The Norman Y. Mineta San José International Airport (SJA) is undergoing what it calls a "Monster Project"; that is, a multi-faceted $1.5-billion upgrade that will bring it up to par with the best airports in the country. Already runways have been extended, and some facilities upgraded.
The first phase upgrade began in 2004 and is scheduled for completion by 2010. It includes a new 380,000-square-foot North Concourse, a new Terminal B, the demolition of Terminal C, and upgrades to Terminal A. Roadways at and to the airport will be upgraded, and a new 3,400-space parking garage will be built.
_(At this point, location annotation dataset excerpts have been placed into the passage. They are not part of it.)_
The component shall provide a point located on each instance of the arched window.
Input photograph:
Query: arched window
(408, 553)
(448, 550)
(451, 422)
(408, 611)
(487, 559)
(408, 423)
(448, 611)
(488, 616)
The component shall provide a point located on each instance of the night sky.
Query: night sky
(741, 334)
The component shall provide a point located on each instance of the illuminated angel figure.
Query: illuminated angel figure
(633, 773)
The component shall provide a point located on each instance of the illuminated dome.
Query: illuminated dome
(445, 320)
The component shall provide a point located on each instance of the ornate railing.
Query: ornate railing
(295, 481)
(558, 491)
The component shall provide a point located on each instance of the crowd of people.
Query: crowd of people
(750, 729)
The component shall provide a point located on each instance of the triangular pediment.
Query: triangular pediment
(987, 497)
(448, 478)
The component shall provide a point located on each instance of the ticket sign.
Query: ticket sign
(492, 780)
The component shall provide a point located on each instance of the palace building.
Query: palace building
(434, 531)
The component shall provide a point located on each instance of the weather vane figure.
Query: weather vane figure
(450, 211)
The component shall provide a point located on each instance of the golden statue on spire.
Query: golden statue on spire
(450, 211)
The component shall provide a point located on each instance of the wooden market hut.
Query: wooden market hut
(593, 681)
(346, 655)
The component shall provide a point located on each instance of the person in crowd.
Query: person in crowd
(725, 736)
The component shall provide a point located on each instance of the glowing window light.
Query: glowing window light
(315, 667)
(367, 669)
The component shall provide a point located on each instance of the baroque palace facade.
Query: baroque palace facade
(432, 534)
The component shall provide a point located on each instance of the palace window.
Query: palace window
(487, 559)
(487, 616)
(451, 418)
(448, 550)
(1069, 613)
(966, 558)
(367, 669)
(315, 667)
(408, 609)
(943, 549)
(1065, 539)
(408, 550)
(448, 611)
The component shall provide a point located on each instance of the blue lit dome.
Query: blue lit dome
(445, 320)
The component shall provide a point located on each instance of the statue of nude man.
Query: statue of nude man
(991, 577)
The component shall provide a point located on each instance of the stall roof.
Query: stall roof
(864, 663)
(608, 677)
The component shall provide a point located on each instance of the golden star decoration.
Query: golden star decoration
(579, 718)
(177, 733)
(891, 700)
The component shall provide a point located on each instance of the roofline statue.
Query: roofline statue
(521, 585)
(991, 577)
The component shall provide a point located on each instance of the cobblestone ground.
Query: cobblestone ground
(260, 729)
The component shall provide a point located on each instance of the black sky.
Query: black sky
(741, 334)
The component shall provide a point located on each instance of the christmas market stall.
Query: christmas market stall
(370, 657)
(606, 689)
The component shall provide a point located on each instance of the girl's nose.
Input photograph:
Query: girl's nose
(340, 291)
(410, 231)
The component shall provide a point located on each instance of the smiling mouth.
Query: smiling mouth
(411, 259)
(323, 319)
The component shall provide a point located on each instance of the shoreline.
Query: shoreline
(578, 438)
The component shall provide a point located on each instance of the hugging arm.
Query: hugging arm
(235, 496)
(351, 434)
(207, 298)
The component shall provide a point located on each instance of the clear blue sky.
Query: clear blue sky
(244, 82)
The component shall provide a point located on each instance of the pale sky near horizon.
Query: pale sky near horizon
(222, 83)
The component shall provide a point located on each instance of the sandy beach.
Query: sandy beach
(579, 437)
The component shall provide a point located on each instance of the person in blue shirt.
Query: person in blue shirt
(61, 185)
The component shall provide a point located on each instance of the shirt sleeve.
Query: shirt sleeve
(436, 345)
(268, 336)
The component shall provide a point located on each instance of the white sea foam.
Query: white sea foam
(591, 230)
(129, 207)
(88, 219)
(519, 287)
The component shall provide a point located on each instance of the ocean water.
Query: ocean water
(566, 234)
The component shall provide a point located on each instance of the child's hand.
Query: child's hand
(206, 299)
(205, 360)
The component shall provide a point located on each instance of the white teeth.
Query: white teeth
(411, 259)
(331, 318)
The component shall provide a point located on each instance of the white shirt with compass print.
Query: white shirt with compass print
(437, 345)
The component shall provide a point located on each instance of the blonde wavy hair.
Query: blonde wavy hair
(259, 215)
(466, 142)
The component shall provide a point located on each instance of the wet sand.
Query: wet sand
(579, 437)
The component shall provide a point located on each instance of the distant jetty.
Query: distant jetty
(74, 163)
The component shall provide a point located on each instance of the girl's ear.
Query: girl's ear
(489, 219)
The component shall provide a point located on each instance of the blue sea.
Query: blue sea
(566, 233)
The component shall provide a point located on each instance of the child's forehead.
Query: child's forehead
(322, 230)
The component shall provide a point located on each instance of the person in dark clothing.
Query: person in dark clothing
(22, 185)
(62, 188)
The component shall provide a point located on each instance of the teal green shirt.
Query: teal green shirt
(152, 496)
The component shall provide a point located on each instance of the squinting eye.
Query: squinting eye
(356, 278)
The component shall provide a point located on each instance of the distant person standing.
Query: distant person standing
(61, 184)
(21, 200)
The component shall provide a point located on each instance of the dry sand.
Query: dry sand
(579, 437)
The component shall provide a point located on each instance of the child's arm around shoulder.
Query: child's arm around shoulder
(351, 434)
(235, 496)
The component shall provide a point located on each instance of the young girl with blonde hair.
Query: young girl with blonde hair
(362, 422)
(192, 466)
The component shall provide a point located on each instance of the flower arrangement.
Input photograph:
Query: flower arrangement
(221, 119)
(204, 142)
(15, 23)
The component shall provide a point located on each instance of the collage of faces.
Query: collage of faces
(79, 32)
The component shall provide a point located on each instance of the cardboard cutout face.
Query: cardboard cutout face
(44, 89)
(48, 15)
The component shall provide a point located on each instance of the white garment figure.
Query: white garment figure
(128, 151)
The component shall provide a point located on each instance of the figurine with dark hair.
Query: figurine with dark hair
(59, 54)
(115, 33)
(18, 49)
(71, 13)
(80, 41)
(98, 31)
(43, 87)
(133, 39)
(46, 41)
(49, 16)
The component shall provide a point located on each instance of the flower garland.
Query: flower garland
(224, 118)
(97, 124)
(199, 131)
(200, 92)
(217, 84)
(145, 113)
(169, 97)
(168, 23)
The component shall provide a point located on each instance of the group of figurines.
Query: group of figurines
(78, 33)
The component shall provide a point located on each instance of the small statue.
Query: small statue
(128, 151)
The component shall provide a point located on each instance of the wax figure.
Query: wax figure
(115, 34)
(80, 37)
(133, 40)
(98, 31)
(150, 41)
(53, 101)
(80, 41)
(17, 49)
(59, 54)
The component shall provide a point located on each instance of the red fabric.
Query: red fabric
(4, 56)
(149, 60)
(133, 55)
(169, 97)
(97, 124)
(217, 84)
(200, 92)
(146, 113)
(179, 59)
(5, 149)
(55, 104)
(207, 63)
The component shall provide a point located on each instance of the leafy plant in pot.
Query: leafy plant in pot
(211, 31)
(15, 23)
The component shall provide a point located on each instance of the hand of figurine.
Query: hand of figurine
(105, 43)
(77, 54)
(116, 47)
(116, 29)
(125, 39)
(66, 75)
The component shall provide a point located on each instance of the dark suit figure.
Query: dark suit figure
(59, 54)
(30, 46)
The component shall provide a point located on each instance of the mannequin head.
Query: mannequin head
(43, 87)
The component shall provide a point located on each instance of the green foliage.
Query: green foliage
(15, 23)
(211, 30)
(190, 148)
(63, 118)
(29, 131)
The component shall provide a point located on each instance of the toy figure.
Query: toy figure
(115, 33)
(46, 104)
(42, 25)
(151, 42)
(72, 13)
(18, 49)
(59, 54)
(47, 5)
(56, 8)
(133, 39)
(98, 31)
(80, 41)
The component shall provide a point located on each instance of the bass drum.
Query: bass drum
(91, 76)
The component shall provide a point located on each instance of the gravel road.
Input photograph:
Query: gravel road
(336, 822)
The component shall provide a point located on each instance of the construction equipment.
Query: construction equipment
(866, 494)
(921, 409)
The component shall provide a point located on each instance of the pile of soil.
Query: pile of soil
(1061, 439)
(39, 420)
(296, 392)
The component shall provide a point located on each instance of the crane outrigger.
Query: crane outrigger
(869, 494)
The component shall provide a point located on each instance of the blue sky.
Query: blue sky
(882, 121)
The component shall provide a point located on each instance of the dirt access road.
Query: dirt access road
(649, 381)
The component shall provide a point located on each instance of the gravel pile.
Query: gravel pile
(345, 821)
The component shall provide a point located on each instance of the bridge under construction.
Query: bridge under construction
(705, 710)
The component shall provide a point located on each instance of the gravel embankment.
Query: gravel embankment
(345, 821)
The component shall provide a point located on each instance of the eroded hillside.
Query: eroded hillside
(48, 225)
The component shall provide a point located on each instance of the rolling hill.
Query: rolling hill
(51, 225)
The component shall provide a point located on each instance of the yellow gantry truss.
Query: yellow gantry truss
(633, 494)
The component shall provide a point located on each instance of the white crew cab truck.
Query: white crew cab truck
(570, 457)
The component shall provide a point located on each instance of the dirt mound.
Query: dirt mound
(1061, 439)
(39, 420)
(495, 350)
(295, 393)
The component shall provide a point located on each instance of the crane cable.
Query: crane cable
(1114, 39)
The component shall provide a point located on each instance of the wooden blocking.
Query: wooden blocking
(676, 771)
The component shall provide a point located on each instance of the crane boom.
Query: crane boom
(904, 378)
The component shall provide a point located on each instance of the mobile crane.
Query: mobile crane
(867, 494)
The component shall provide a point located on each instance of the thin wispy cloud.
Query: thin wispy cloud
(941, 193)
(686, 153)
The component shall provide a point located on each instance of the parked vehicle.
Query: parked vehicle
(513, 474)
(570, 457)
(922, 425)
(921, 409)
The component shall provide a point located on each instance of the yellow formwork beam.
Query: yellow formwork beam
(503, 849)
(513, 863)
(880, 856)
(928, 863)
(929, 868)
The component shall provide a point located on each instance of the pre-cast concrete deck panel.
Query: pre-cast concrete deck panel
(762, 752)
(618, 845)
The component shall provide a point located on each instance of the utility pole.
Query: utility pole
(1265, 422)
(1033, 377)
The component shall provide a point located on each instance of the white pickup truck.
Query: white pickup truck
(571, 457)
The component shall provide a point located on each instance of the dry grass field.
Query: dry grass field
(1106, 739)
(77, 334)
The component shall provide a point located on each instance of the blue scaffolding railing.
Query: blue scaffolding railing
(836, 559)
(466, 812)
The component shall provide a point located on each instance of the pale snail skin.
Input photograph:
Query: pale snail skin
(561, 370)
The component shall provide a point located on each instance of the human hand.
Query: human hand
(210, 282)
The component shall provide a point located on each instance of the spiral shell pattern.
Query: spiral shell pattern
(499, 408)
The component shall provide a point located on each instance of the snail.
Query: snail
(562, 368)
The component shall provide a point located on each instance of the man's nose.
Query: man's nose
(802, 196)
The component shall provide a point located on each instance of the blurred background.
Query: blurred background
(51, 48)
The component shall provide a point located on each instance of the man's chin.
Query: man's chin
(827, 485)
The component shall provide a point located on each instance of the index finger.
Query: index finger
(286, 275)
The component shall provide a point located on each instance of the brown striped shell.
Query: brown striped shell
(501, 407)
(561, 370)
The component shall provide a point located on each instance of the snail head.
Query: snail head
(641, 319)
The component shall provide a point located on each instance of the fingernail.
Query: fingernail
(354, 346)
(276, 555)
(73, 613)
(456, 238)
Terminal A improvements and Terminal B construction will start in 2008. Terminal C is set for demolition in 2010.
Recently the new $355-million North Concourse celebrated its midway topping out with a dedication by the airports' namesake, Norman Y. Mineta, former mayor of San José, as well as former U.S. Secretary of Transportation. The new facility will eventually feature nine new commercial aircraft gates, passenger hold rooms, state-of-the-art baggage security systems, and other passenger amenities. The North Concourse should be ready for air traffic by late 2008, according to Gary Lamb, project executive with Gilbane Building Company, the construction manager.
New Concourse Construction
Lamb says of the airport construction site, "It's a tight site — every day is kind of like a 'Rubik's Cube' to coordinate working with the array of contractors and the subs." Tony Kostakis, Gilbane construction manager for the new concourse, described some of the challenges of the early construction:
"The basement area was excavated approximately 25 feet below grade. We off-hauled 150,000 cubic yards to a city-owned site." Then there was the critical issue of keeping the water table at bay.
"The dewatering consisted of 54 deep wells that pumped 700 million gallons of water over a 700-day time period, through 12-inch pipe that ran the entire perimeter of the excavation, into five each Baker tanks. These filtered the water before it was transferred 'clean' into the Guadaloupe River," he said.
"The waterproofing consisted of a Laurenco three-ply waterproofing membrane with a mastic adhesive. The waterproofing membrane made the entire basement level like a bathtub/water balloon. The waterproofing application was below the concrete and then continued to the first floor slab, totally enclosing all the concrete."
The basement floor is a 3-foot-thick reinforced concrete slab. The walls are 18-inch-thick double mat reinforcing with shot-crete walls.
Kostakis said there is the normal fleet of excavators, backhoes, man-lifts, concrete pumps trucks, cranes, skid steers, etc. being used, but, "The proximity of the cranes used required a permit (7460) issued by the FAA," he said. "A major challenge was that the building connects to the two adjacent buildings (north and south). This necessitated either night-time airside deliveries, to not interfere with aircraft traffic movement, or else the construction of three shored bridges over the first-floor concrete deck. We chose the bridge method. These were removed as the structural steel was erected from north to south."
Kostakis said the entire project is proceeding on a fast-track schedule.